12.30 pm, 22 June 2017, BG West 290, BK, TU Delft

SPS Seminar, special edition on Asian Postcolonial Cities, with two speakers:

Gregory Bracken

Asian Cities: Colonial to Global

G. Bracken’s presentation

Why have certain cities in Asia taken such a lead in the twenty-first century? How have they been able to make the successful segue from nodes in colonial-era networks into key global players in their own right? Could it be that they have been making canny use of infrastructure inherited from the era of Western colonial expansion? Or is there something else that underpins and explains these cities’ remarkable global dominance? This seminar cover material from the book Asian Cities: Colonial to Global (edited by Gregory Bracken, Amsterdam University Press, 2015) to examine how some of the urban environments of Asia have managed to successfully make the transition from colonial-era nodes into global cities. It will highlight a variety of multi-disciplinary viewpoints, including history, geography, and cultural studies, as well as architecture and urbanism, the main lens through which these cities and their networks are examined, to try and formulate a new understanding of what makes Asian cities such global leaders, as well as point out some object lessons for those less successful in this endeavour.

 

Nurul Azlan

Of Amnesia and Mimicry

N. Azlan’s presentation

In this seminar, the development trajectory of the built environment in Malaysia from Independence (1957) onwards is interrogated through the lens of ‘amnesia’ and ‘mimicry’ from a postcolonial perspective.
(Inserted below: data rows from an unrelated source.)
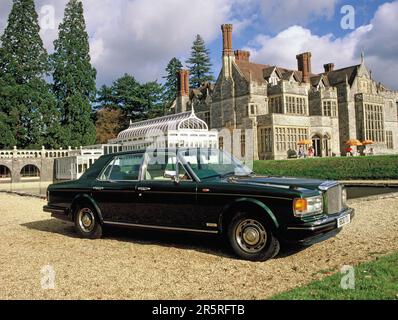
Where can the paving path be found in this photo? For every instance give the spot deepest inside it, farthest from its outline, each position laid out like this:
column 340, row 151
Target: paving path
column 151, row 265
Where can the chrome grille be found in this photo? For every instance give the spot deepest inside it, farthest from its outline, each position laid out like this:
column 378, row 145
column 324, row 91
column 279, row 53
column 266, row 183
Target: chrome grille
column 333, row 200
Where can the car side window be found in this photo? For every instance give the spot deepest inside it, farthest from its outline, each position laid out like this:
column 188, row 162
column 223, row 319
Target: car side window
column 123, row 168
column 162, row 166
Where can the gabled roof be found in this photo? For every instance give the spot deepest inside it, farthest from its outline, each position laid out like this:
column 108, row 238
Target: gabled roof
column 339, row 76
column 316, row 80
column 290, row 73
column 267, row 72
column 260, row 72
column 252, row 70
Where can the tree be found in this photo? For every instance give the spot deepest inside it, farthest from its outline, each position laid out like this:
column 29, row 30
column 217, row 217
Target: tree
column 28, row 115
column 199, row 63
column 170, row 86
column 151, row 94
column 74, row 77
column 136, row 101
column 109, row 123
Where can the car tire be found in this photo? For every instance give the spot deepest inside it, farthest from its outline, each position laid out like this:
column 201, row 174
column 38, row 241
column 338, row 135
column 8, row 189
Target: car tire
column 87, row 223
column 251, row 238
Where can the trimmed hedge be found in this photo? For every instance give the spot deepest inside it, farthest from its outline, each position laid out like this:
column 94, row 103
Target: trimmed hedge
column 342, row 168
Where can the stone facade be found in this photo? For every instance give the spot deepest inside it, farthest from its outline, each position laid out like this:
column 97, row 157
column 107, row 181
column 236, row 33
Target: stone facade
column 277, row 107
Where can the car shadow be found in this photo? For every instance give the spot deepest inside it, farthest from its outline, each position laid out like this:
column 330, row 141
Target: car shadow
column 209, row 244
column 204, row 243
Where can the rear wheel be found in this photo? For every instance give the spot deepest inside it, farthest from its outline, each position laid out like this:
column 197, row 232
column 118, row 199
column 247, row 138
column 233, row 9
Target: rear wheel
column 87, row 223
column 251, row 238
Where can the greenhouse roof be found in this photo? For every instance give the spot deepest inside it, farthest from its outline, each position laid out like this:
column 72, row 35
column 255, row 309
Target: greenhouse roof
column 186, row 121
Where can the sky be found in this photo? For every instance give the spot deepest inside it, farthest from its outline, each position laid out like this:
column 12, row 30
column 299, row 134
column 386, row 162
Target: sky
column 139, row 37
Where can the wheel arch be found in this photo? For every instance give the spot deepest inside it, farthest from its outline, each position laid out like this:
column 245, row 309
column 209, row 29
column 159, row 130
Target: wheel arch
column 85, row 198
column 247, row 204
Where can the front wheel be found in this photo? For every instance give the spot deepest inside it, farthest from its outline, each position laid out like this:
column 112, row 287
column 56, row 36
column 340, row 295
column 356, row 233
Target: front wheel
column 87, row 223
column 251, row 238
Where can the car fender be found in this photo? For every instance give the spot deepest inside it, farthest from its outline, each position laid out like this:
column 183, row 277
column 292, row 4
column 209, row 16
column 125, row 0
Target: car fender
column 264, row 208
column 87, row 198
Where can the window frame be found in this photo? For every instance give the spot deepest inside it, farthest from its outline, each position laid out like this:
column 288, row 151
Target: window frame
column 112, row 162
column 144, row 168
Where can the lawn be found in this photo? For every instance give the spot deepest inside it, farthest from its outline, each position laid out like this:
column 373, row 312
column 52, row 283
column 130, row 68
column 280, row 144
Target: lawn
column 338, row 168
column 376, row 280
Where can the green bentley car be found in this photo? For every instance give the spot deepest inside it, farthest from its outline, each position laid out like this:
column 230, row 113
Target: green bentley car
column 201, row 191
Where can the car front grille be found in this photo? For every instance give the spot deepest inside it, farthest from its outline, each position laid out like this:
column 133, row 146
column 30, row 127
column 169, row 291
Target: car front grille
column 333, row 200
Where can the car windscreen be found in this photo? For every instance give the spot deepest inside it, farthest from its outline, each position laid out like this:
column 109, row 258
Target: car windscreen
column 208, row 163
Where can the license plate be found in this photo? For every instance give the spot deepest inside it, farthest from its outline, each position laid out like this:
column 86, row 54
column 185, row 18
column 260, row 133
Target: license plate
column 343, row 221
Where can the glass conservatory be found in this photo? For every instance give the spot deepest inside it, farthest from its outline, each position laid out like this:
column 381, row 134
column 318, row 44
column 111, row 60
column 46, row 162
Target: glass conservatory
column 177, row 130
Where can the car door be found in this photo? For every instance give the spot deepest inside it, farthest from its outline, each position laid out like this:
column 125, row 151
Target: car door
column 162, row 201
column 115, row 190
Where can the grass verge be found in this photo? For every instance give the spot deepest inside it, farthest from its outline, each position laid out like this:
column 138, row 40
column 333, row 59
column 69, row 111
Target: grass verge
column 375, row 280
column 339, row 168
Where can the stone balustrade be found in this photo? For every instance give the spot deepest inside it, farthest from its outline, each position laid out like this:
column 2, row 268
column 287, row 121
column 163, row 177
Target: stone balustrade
column 36, row 154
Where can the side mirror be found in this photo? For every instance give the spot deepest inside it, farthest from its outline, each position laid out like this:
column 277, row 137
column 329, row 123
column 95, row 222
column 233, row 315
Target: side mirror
column 171, row 175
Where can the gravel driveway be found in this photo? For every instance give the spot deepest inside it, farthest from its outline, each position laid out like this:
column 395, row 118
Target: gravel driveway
column 127, row 264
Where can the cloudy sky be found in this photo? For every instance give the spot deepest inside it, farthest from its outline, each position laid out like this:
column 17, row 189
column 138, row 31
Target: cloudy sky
column 141, row 36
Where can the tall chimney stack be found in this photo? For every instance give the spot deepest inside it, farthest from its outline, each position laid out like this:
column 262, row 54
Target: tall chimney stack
column 227, row 40
column 183, row 83
column 328, row 67
column 182, row 90
column 242, row 55
column 304, row 65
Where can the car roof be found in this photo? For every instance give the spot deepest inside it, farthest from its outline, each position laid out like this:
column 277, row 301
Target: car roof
column 154, row 150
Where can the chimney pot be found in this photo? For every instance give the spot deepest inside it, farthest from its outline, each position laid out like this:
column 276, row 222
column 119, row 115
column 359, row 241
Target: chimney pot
column 227, row 39
column 328, row 67
column 304, row 65
column 242, row 55
column 183, row 83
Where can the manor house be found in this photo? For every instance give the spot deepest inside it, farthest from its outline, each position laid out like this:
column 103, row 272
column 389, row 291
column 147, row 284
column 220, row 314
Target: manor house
column 283, row 106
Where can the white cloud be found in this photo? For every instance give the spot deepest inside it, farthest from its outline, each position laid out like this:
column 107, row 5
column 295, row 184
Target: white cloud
column 282, row 49
column 381, row 45
column 281, row 14
column 140, row 36
column 379, row 41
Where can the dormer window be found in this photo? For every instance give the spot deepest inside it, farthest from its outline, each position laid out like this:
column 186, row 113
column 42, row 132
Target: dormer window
column 273, row 80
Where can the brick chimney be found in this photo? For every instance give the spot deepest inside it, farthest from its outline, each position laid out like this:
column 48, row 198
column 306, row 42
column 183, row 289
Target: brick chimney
column 328, row 67
column 227, row 39
column 228, row 56
column 304, row 65
column 242, row 55
column 182, row 91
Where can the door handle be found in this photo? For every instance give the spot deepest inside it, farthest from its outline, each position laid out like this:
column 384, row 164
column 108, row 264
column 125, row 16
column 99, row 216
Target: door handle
column 144, row 189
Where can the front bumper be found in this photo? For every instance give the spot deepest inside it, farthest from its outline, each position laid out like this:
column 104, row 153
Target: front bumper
column 58, row 212
column 316, row 231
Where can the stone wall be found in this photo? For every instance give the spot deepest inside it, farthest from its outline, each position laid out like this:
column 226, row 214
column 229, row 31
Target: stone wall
column 45, row 166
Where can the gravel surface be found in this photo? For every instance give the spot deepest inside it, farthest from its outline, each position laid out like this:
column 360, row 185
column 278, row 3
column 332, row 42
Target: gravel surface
column 128, row 264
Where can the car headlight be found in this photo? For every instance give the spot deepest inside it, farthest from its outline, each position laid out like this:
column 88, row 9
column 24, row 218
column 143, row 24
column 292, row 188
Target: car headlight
column 307, row 206
column 344, row 197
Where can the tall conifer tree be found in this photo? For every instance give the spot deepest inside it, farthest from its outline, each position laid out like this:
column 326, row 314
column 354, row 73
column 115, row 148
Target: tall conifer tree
column 170, row 85
column 28, row 115
column 74, row 77
column 199, row 63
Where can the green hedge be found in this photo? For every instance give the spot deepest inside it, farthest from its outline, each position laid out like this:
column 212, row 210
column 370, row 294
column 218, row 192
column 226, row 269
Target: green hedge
column 344, row 168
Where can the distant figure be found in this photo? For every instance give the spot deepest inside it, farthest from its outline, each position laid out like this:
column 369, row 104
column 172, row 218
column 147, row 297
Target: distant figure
column 301, row 152
column 310, row 152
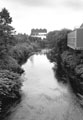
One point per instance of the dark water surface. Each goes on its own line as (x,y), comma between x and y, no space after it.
(44,98)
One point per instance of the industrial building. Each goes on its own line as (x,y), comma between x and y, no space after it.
(75,39)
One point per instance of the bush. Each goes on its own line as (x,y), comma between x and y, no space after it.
(10,84)
(20,53)
(9,63)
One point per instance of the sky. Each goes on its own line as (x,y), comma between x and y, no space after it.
(49,14)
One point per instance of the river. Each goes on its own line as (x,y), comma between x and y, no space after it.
(44,98)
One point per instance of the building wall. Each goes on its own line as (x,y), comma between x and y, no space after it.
(79,43)
(71,39)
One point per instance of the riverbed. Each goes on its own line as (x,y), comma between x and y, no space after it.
(44,98)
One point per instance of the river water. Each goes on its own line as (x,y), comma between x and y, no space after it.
(43,97)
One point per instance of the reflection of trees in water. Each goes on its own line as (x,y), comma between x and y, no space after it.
(32,59)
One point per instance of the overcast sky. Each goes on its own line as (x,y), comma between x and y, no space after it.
(49,14)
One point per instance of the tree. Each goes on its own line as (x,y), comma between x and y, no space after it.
(6,31)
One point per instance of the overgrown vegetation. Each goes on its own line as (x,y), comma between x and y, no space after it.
(15,49)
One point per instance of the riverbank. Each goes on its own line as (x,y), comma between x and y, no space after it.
(10,78)
(44,97)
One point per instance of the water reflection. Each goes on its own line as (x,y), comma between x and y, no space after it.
(44,98)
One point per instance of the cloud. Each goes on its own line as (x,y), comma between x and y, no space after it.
(74,4)
(32,2)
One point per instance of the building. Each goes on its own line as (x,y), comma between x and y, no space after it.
(40,33)
(75,39)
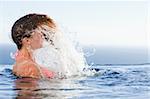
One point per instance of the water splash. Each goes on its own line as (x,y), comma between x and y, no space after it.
(60,55)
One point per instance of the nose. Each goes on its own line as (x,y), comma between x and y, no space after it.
(41,35)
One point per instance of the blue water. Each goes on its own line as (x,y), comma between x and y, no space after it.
(110,82)
(131,80)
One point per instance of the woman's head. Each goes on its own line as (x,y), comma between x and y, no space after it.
(25,30)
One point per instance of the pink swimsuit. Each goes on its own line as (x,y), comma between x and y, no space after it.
(46,73)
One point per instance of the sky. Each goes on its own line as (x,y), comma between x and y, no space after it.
(104,23)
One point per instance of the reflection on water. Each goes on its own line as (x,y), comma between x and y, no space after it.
(57,88)
(111,82)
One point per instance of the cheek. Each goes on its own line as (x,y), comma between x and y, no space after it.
(37,42)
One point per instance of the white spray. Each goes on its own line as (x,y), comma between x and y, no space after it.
(59,54)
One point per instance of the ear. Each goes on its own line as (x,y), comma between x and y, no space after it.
(26,41)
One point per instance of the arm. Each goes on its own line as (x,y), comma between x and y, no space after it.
(27,69)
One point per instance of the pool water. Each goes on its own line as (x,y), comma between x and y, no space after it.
(109,82)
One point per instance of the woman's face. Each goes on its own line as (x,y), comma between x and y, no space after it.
(36,40)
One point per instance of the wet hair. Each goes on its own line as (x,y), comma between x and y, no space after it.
(22,27)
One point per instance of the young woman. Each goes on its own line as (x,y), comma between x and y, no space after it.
(28,36)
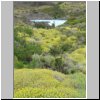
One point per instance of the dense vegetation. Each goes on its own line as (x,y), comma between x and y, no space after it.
(43,83)
(50,62)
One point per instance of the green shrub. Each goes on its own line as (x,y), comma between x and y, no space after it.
(36,61)
(18,64)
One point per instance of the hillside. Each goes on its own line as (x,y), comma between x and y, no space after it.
(50,62)
(44,83)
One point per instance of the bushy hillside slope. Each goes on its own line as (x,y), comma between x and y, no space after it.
(45,83)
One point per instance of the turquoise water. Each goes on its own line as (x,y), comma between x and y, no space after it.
(50,22)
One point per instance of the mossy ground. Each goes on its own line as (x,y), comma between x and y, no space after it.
(45,83)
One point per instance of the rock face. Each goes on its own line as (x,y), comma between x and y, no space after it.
(39,15)
(22,15)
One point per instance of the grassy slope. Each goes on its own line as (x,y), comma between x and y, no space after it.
(38,83)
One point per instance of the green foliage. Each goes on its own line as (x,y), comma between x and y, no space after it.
(45,83)
(36,62)
(55,57)
(18,64)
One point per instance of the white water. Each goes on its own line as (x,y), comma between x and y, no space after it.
(50,22)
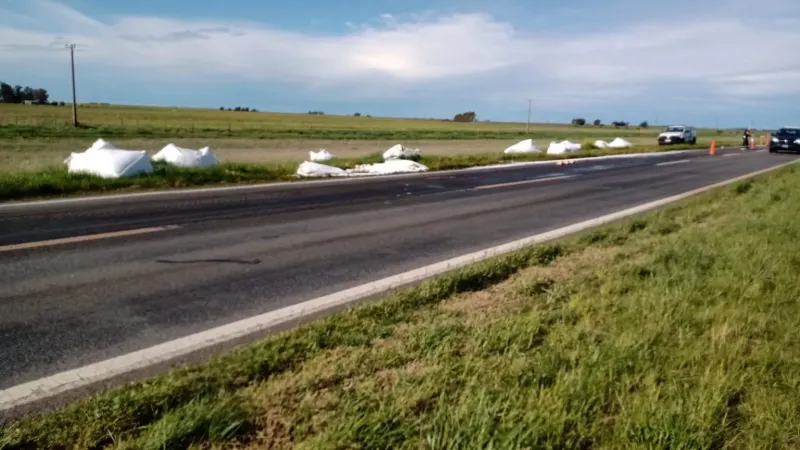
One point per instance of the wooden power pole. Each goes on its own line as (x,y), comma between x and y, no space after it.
(71,48)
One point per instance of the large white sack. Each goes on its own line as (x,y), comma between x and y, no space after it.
(313,169)
(619,143)
(321,155)
(400,151)
(390,167)
(559,148)
(600,144)
(185,157)
(526,146)
(110,163)
(97,145)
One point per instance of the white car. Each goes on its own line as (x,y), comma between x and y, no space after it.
(678,134)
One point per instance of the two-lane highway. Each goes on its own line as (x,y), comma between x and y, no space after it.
(212,257)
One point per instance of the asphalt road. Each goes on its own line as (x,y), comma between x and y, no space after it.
(233,254)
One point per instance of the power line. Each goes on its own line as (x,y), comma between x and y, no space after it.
(71,48)
(528,123)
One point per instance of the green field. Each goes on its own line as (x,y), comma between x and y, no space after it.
(260,147)
(56,181)
(35,137)
(677,329)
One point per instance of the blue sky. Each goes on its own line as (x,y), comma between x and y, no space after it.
(715,62)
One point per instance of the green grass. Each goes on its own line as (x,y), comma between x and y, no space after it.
(56,182)
(677,329)
(48,122)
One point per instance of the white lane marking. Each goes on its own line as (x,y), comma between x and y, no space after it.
(669,163)
(85,238)
(518,183)
(91,374)
(254,187)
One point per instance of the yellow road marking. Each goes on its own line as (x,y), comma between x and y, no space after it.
(86,238)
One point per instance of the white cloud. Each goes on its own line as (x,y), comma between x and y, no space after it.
(712,50)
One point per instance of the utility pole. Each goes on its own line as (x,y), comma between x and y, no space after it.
(528,123)
(71,48)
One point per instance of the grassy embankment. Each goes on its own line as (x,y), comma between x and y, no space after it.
(256,147)
(677,329)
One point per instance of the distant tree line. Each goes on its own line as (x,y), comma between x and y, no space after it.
(19,94)
(468,116)
(238,108)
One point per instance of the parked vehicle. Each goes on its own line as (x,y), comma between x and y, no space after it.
(786,139)
(678,134)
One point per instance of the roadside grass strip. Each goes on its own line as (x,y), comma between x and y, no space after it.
(57,182)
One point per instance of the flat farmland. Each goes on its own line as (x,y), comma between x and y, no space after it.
(36,137)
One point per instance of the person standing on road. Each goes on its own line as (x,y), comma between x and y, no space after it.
(746,137)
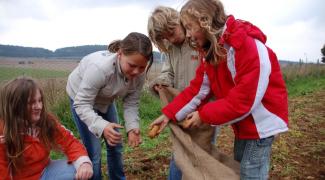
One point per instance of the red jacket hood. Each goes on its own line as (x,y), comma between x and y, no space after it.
(238,30)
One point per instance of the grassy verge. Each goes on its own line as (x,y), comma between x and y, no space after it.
(7,73)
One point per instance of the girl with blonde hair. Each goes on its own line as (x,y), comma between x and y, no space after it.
(244,76)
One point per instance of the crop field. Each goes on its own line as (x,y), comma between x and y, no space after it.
(296,154)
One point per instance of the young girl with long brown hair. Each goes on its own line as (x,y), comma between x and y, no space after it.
(28,133)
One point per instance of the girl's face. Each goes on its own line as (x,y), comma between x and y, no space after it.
(132,65)
(177,36)
(35,106)
(194,32)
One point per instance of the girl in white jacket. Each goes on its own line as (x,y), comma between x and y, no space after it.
(93,86)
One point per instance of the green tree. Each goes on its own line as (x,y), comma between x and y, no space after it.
(323,53)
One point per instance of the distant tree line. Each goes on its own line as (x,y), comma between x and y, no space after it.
(67,52)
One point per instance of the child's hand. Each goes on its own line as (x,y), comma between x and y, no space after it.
(193,120)
(134,138)
(112,136)
(85,171)
(159,87)
(161,121)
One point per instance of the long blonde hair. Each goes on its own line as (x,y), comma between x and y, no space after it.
(211,17)
(163,20)
(16,118)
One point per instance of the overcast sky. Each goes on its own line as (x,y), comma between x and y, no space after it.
(295,28)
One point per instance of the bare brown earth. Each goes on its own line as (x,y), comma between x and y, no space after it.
(297,154)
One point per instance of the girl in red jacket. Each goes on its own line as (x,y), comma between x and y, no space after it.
(243,75)
(28,133)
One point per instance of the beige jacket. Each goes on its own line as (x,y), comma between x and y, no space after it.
(95,83)
(178,69)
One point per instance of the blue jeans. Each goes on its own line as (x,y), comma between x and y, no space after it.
(254,157)
(93,146)
(174,172)
(59,169)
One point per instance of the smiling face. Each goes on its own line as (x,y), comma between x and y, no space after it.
(194,32)
(132,65)
(35,106)
(176,36)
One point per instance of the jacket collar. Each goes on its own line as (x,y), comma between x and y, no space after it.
(236,31)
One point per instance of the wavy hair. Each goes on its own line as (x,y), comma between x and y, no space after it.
(211,17)
(134,43)
(15,115)
(163,20)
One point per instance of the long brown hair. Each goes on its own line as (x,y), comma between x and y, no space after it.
(15,115)
(211,17)
(163,20)
(134,43)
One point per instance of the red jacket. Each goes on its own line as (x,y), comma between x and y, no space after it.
(248,86)
(36,156)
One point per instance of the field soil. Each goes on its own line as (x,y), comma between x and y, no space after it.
(296,154)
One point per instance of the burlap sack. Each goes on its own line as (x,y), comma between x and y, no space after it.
(197,158)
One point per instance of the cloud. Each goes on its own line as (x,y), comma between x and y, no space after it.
(295,28)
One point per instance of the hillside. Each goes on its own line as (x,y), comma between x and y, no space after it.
(75,52)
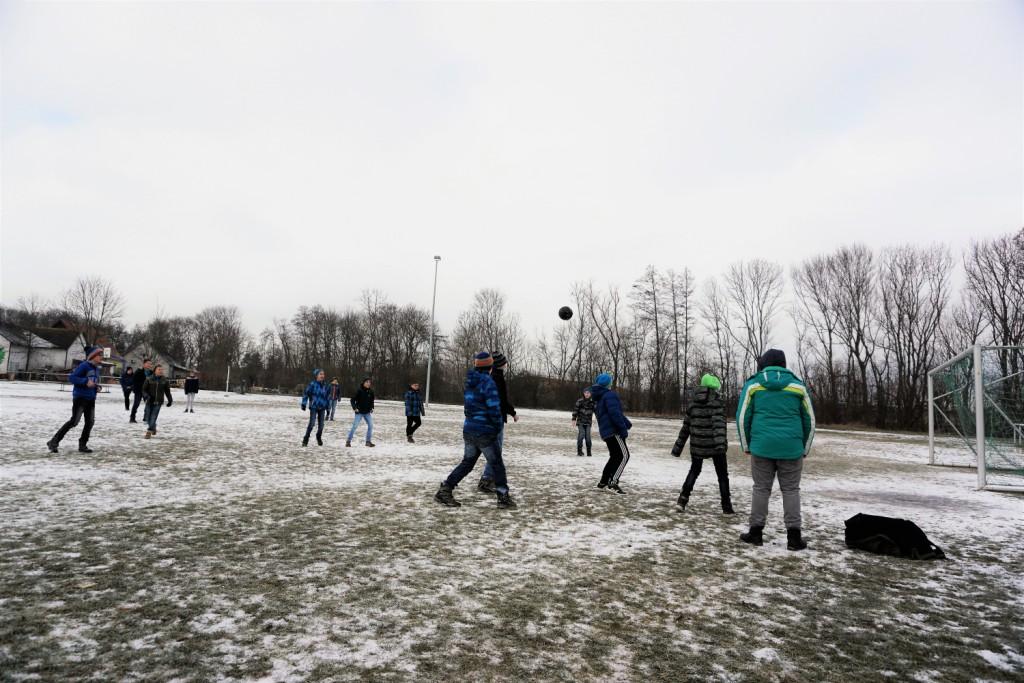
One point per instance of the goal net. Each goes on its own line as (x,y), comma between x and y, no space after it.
(976,415)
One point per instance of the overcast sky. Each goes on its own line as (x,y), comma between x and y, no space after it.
(276,155)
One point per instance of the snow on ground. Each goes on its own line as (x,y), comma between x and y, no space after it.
(221,549)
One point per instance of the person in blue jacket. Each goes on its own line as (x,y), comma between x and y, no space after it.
(126,381)
(317,396)
(614,428)
(85,379)
(482,408)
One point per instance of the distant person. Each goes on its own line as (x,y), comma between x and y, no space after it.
(775,421)
(583,418)
(138,379)
(363,403)
(704,425)
(482,408)
(317,396)
(614,429)
(126,385)
(334,394)
(192,390)
(156,388)
(414,411)
(486,483)
(85,380)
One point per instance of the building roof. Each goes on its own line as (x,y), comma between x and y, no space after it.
(59,337)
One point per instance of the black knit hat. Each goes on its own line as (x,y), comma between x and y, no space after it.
(773,357)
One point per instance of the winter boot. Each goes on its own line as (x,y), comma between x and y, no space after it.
(794,541)
(754,536)
(444,497)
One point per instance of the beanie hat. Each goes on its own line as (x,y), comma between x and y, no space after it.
(772,356)
(711,382)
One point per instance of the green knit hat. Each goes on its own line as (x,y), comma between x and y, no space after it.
(711,382)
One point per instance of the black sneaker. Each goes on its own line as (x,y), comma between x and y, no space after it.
(444,497)
(754,537)
(794,541)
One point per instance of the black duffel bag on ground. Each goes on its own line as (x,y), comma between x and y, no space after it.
(888,536)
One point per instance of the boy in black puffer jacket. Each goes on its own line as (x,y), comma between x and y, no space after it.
(704,425)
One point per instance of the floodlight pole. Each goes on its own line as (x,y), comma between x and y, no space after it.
(430,350)
(979,414)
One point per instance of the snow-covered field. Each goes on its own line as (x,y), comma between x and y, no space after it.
(222,550)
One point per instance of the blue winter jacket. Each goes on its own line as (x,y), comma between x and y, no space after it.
(317,395)
(481,404)
(608,409)
(414,403)
(80,378)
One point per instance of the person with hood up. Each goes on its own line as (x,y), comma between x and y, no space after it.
(775,421)
(614,429)
(363,403)
(414,411)
(704,425)
(317,396)
(85,380)
(482,408)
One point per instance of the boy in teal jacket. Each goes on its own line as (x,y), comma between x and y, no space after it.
(775,421)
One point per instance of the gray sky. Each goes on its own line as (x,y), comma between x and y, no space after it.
(278,155)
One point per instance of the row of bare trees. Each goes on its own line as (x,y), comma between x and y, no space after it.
(864,327)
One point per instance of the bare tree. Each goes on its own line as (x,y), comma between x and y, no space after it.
(96,305)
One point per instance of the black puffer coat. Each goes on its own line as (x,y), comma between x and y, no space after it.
(704,425)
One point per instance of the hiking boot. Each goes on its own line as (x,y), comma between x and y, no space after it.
(444,497)
(794,541)
(754,536)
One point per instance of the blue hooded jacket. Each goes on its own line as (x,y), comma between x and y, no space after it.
(608,409)
(80,378)
(317,394)
(481,404)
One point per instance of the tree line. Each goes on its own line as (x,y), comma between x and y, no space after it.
(867,325)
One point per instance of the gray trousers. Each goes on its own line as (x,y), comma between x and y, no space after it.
(763,471)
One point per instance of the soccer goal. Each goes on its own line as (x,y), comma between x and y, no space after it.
(976,415)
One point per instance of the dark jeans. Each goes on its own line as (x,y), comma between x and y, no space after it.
(79,408)
(489,445)
(134,403)
(317,417)
(721,469)
(152,413)
(619,456)
(413,423)
(583,435)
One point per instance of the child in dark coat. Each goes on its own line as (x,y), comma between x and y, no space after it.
(704,425)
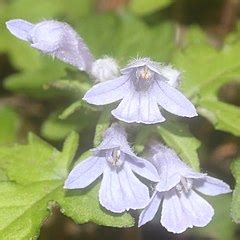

After a brief introduction about the terms, we discuss how the political and economic aspirations of this post-colonial state are manifested in the production of its architecture, where certain aspects of history are conveniently forgotten but others are selectively remembered to the point of recreating what was not there to begin with.  We will also discuss how the post-colonial society is replicating the colonial structure in its attitude towards public space, and how the Malaysian struggle with its ‘architecture identity’ stemmed from this postcolonial anxiety.